A Nairobi, le 3ème Conclave sur la situation de paix et de sécurité dans la partie orientale de la RDC, tenu lundi, a approuvé le déploiement imminent de la Force militaire régionale dans l’Est du pays, mais sans la participation de l’armée rwandaise, a appris l’ACP de la Présidence, citant une source bien introduite au palais présidentiel de Nairobi.

Dans le même registre, Congo Nouveau soutient que Félix Tshisekedi s’est fait « piéger » à Nairobi. En effet, s’interroge ce journal, « en quoi cette force sera-t-elle différente de celles déployées il y a quelques mois ou années ? ». Quelle nouvelle stratégie va appliquer la force régionale qui sera déployée dans la partie orientale de la RDC afin de réussir là où les militaires venus des mêmes pays avaient échoué ?
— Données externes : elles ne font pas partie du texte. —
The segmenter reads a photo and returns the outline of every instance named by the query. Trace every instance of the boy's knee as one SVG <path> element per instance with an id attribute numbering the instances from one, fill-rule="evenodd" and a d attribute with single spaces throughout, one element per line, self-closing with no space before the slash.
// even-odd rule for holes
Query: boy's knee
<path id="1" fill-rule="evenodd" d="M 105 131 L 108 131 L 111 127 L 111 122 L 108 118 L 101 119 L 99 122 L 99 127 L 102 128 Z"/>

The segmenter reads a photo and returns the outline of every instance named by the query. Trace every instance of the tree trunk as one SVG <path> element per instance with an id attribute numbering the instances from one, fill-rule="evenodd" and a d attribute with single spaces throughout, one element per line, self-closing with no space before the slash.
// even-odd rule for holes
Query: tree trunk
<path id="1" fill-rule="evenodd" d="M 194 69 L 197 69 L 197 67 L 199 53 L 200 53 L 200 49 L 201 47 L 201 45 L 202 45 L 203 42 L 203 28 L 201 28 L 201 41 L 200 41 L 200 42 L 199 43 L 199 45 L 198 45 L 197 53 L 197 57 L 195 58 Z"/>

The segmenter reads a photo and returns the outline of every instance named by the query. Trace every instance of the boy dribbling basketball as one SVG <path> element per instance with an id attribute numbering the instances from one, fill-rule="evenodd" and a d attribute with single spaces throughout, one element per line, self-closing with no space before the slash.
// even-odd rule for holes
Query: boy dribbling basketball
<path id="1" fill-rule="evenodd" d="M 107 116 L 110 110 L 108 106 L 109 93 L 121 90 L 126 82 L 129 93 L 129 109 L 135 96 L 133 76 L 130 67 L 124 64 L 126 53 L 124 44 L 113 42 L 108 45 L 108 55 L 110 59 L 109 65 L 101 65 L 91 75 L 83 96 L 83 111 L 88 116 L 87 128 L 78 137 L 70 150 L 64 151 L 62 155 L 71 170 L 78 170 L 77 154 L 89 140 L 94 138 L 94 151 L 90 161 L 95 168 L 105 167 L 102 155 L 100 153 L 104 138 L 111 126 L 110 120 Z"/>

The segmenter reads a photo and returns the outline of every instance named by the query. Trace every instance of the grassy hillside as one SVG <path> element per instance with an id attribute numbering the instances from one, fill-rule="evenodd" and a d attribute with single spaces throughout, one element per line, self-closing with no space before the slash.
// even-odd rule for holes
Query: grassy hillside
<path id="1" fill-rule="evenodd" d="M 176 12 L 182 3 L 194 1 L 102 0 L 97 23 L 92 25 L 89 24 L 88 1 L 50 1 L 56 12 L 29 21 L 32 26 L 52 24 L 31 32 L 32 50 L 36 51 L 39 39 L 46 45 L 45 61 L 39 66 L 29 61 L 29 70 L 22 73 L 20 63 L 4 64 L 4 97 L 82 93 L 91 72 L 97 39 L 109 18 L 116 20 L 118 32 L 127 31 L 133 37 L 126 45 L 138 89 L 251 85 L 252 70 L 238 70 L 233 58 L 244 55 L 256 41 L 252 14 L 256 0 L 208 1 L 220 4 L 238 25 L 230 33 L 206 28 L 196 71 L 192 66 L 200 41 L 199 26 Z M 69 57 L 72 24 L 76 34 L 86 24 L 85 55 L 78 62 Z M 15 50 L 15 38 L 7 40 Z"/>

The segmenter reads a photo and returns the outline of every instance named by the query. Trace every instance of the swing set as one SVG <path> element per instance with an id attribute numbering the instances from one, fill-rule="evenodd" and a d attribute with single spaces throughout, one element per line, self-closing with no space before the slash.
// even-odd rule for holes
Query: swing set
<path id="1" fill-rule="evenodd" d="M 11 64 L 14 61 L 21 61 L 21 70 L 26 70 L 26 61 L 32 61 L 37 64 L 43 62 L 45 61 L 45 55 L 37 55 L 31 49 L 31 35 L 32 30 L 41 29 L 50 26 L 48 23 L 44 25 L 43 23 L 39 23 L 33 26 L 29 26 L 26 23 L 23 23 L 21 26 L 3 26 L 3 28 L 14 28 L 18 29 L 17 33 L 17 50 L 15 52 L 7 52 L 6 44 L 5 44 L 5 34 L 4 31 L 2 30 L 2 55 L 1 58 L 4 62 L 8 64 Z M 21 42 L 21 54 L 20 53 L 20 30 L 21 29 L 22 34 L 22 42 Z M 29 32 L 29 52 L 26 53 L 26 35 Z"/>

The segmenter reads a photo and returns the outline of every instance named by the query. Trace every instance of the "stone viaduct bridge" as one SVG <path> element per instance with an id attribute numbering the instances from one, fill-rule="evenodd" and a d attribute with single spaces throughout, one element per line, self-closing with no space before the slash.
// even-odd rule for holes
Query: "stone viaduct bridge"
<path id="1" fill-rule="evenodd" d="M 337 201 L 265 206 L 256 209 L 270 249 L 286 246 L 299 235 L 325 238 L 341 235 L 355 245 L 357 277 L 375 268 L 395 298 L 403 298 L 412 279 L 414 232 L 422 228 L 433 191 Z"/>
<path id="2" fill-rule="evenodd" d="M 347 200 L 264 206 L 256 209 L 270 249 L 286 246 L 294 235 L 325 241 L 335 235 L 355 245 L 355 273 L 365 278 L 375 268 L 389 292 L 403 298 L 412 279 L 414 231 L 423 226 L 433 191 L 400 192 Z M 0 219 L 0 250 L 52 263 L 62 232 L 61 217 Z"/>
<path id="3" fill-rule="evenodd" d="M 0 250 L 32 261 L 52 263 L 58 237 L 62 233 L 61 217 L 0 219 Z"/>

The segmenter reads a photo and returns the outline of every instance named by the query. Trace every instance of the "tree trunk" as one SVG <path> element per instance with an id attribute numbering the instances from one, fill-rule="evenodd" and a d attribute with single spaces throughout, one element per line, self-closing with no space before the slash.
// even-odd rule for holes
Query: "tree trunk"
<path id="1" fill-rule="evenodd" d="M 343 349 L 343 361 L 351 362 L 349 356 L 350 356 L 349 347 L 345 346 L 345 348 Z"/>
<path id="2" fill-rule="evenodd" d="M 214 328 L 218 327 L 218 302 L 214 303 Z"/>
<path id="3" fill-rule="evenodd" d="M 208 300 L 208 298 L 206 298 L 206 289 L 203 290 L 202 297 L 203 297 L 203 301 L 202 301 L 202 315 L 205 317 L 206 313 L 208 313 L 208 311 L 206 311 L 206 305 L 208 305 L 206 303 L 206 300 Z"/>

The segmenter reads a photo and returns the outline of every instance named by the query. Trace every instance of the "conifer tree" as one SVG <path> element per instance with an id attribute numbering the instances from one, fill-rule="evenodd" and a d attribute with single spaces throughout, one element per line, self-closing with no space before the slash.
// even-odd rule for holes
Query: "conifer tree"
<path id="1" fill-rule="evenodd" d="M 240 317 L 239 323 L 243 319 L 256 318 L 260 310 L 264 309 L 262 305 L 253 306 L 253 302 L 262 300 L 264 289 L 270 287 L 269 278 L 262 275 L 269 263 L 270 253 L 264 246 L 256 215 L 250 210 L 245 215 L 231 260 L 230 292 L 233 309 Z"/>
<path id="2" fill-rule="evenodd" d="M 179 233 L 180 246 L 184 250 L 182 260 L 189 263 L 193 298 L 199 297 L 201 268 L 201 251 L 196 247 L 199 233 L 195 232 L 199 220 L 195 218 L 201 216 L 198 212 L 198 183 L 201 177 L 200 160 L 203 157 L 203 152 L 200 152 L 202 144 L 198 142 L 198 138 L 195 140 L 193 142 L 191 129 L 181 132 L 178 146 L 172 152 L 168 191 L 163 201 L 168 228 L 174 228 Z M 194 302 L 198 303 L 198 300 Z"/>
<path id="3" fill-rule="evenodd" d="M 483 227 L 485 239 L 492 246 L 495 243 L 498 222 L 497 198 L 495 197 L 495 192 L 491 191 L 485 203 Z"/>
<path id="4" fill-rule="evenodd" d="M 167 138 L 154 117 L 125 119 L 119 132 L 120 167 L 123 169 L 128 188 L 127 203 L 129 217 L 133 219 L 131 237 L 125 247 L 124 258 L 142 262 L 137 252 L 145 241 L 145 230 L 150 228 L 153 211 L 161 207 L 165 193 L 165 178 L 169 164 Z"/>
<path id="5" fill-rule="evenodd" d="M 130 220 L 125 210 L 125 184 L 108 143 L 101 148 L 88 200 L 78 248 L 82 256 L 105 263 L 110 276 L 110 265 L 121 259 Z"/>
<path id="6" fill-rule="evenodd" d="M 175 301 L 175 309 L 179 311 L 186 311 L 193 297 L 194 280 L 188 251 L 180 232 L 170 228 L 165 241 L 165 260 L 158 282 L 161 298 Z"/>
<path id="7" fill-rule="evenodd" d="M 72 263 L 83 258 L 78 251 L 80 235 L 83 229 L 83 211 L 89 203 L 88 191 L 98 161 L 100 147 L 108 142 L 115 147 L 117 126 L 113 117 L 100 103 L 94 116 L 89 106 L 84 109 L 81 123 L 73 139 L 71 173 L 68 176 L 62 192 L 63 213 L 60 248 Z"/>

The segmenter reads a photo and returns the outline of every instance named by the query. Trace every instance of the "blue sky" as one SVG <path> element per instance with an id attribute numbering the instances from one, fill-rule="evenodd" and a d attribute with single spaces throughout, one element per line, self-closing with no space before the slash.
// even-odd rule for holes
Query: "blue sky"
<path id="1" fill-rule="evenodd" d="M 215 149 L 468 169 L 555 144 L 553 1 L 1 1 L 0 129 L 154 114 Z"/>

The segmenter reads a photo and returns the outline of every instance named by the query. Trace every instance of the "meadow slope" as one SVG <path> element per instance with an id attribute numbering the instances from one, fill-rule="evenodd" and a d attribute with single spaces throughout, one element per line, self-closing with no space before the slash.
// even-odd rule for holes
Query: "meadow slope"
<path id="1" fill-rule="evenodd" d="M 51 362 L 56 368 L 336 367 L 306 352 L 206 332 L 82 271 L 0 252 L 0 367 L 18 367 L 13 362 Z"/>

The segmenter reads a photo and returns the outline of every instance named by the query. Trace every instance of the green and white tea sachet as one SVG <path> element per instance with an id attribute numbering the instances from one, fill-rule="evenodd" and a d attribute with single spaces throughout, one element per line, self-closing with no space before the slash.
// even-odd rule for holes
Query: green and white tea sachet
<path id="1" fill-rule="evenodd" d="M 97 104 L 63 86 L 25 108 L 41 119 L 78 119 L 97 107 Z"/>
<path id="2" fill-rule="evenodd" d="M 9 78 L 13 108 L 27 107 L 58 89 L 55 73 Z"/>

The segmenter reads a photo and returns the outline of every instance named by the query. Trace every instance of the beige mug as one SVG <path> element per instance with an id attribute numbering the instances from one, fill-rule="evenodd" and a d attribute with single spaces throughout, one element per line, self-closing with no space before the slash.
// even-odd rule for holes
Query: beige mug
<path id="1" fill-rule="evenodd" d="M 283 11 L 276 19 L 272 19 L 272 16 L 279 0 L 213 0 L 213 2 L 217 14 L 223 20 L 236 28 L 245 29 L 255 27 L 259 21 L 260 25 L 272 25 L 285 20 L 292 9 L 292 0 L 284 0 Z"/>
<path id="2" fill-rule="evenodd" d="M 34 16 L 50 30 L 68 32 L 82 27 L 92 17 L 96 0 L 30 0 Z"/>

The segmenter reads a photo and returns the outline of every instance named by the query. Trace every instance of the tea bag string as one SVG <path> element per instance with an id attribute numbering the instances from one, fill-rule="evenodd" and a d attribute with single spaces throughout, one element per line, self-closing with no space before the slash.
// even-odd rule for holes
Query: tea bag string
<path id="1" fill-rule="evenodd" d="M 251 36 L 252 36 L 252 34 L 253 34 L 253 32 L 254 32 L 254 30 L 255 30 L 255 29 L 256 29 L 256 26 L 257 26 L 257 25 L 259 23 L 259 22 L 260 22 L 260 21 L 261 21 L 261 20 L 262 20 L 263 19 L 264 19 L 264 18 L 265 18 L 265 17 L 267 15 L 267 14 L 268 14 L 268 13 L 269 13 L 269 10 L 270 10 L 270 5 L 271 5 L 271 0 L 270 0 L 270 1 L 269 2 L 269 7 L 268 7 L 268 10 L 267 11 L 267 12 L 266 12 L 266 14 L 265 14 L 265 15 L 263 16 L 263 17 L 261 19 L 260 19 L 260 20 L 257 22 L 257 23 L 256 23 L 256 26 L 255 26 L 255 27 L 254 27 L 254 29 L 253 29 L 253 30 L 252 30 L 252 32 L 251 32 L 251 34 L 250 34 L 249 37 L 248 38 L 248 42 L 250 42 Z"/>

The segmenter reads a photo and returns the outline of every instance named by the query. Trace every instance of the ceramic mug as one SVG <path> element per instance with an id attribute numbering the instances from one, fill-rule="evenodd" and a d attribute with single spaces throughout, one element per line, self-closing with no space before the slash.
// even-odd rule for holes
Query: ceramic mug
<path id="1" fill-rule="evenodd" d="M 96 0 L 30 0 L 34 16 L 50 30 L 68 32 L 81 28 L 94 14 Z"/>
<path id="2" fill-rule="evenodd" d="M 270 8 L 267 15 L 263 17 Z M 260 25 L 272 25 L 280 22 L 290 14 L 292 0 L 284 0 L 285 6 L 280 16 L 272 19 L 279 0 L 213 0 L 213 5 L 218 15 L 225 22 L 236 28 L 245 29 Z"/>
C’est ici où des analystes et autres internationalistes craignent que Félix Tshisekedi ne soit une fois de plus tombée dans le piège qui lui est tendu par ses voisins.

Sous le titre « Nairobi : "Le peuple a le droit de savoir", dixit Delly Sesanga », Forum des as se fait l’écho de l’élu de Luiza et président du parti Envol.

Ce dernier, à propos de cette force régionale, se demande notamment, quelles en sont les missions et le concept opérationnels. Quelles sont ses règles d’engagement ? Qui finance le coût des opérations ? Quelle est la part définitive de compromis et d’engagement qu’à souscrit notre gouvernement… ?

Citant le patron de la diplomatie congolaise, Christophe Lutundula, L’Avenir titre : «  Le Rwanda veut une RDC faible et corvéable à merci ». Le confrère rapporte que le Rwanda cherche à obtenir que le M23 soit l’unique interlocuteur et que l’on revienne à des négociations comme on a pu en connaître par le passé (quand des groupes armés ont obtenu que leurs combattants soient intégrés à l’armée).

Parlant des retombées économiques après le 3ème conclave de Nairobi, Le Vrai Modérateur titre en manchette : «  Le RdCongo tente d’asphyxier le Rwanda ». Selon ce journal, la RDC tente d’user de tous les moyens à sa disposition pour venir à bout du M23 d’un côté et de l’autre du Rwanda. En effet, après la décision du gouvernement provinccial du Nord-Kivu d’interdire toute « imprtation et exportation » des marchandises par les opérateurs économiques et les commerçants, via le poste frontalier de Bunagana, entre la RDC et l’Ouganda, le M23 ferait pression auprès des commerçants congolais membres de la FEC et autres organismes religieux ainsi que des droits pour obtenir la levée de cette mesure.